Aber man findet nicht innerhalb weniger Minuten den „Draht“ zu Doris Baum. Smalltalk ist nicht ihr Ding. Erst nach einer halben Stunde ist die „Schnupperphase“ vorbei, als ich sie ganz konkret frage, was sie als erstes macht, wenn sie Bürgermeisterin von Henstedt-Ulzburg ist. Die Antwort kommt wie aus der Pistole geschossen: „Ich werde mir sehr viel Zeit für ein Gespräch mit Jens Richter nehmen, dem büroleitenden Beamten im Rathaus. Ich will seine Eindrücke mitnehmen, wo die Baustellen in der Gemeinde aus Sicht der Verwaltung sind.“ Erfassung des Ist-Zustandes, bevor die Arbeit beginnt.
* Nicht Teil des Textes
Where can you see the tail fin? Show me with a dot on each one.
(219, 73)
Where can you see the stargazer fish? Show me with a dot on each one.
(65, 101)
Als nächstes wird sich Doris Baum mit den Abteilungsleitern zusammensetzen, um zu erfahren, wo in deren Bereich der Schuh drückt, aber auch um sie von ihrem Wunsch nach mehr Transparenz in der Verwaltung zu überzeugen. „Dazu gehört, dass auch interne Dienstanweisungen veröffentlicht werden, dass Vorgänge ohne Ansehen der Person nach sachlichen Kriterien behandelt werden, dass unsere Kunden auch individuell Termine mit den Rathaus-Mitarbeitern vereinbaren können – offene Sprechzeiten. Solche Neuerungen erfordern Überzeugungsarbeit, man muss bereit sein, sie auch vorzuleben.“
Jetzt ist die Verwaltungsfachfrau so richtig in ihrem Element, merkt aber, dass sie zu sehr ins Detail gerät. Schmunzelnd und fast entschuldigend erklärt sie: „Na ja, der Bürgermeister leitet eben die Verwaltung. Das steht so in der Gemeindeordnung. Da steht nichts davon, dass er nach außen blenden soll…“ Und darum will sie auch nicht alle Repräsentationstermine wahrnehmen. Sie wird den Bürgervorsteher stärker beteiligen und ihre Stellvertreter, sie will mit den Fraktionsvorständen erörtern, was in Henstedt-Ulzburg machbar ist. „Denn“, gibt Doris Baum zu bedenken, „die Gemeinde hat die höchste Verschuldung aller Zeiten: 25 Millionen Euro. Und es wären sogar 35 Millionen Euro Schulden. Aber die Verwaltung ist mit den Investitionen nicht hinterher gekommen.“
Natürlich spricht die Praktikerin auch über die Verkehrsprobleme – „mit der nötigen Ehrlichkeit gegenüber dem Bürger, auch wenn es weh tut.“ So beurteilt sie den Bau einer Umgehungsstraße, wie sie immer wieder ins Gespräch gebracht wird, durchaus skeptisch: „Wir haben gar keinen Platz dafür. Im Osten hindert uns der Naturschutz am Bau, im Westen haben wir selbst alles zugebaut.“ Und von eventuellen Fertigstellungsterminen sowie den Kosten wolle sie lieber gar nicht erst reden. Im übrigen seien 70 Prozent des innerörtlichen Verkehrs hausgemacht, das CCU werde weitere Autos anziehen. Und so macht Doris Baum klar, dass die Autofahrer sich daran gewöhnen müssten, keinen „Rechtsanspruch“ auf eine Geschwindigkeit von 50 Kilometern in der Stunde zu haben. Der A-7-Ausbau werde sogar zu einer richtigen „Durststrecke“ im Ort führen. Sie macht sich in diesem Zusammenhang für den Ausbau des öffentlichen Personen-Nahverkehrs stark mit größeren P+R-Plätzen in Ulzburg-Süd und Meeschensee. Dort müsse man aber Norderstedt und Quickborn mit „ins Boot“ bekommen.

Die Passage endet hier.